NERSC Readying for Delivery of Cori Phase 2 Knights Landing-Based System in July

June 21, 2016

June 21 — For the past year, staff at the Department of Energy’s National Energy Research Scientific Computing Center (NERSC) have been preparing users of 20 leading science applications for the arrival of the second phase of its newest supercomputer, Cori. Cori consists of more than 9,300 nodes containing Intel’s Xeon Phi Knights Landing processor, which was officially unveiled today, June 20, at the International Supercomputer Conference in Germany. The first compute cabinets are scheduled to arrive in July.

When fully installed, Cori will be the largest system for open science based on Knights Landing processors. The Knights Landing nodes will comprise phase two of the Cori system.

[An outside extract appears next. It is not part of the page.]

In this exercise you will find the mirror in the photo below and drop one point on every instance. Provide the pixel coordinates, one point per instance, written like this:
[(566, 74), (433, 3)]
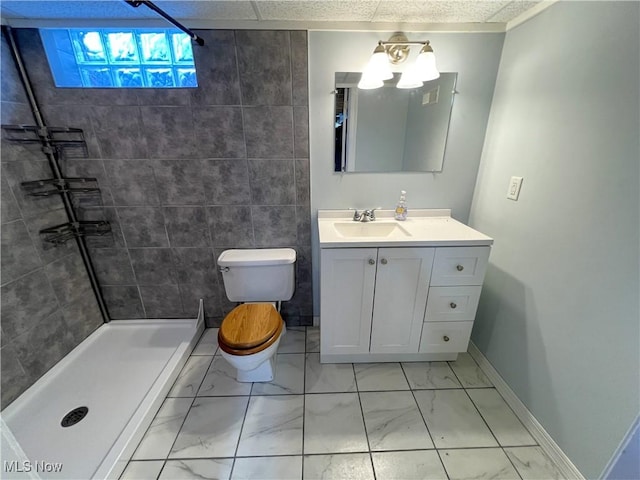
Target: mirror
[(389, 129)]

To ensure that a significant number of its 6,000 users could make the most effective use of this new manycore architecture, NERSC staff selected 20 leading applications for the NERSC Exascale Scientific Applications Program (NESAP), a collaborative effort that partners NERSC, Intel and Cray experts with code teams across the U.S. Lessons learned from working with the 20 NESAP codes are being used to develop an optimization strategy that the rest of the user base can quickly adopt.

NERSC staff will be presenting five papers at the Intel Xeon Phi User Group (IXPUG) workshop at the International Supercomputer Conference in Frankfurt on Thursday, June 23. The papers cover the general optimization strategy and applications EMGEO, MFDN, Chroma/QPhiX, WARP and BerkeleyGW. Details on these applications can be found in the case studies area of the NERSC website.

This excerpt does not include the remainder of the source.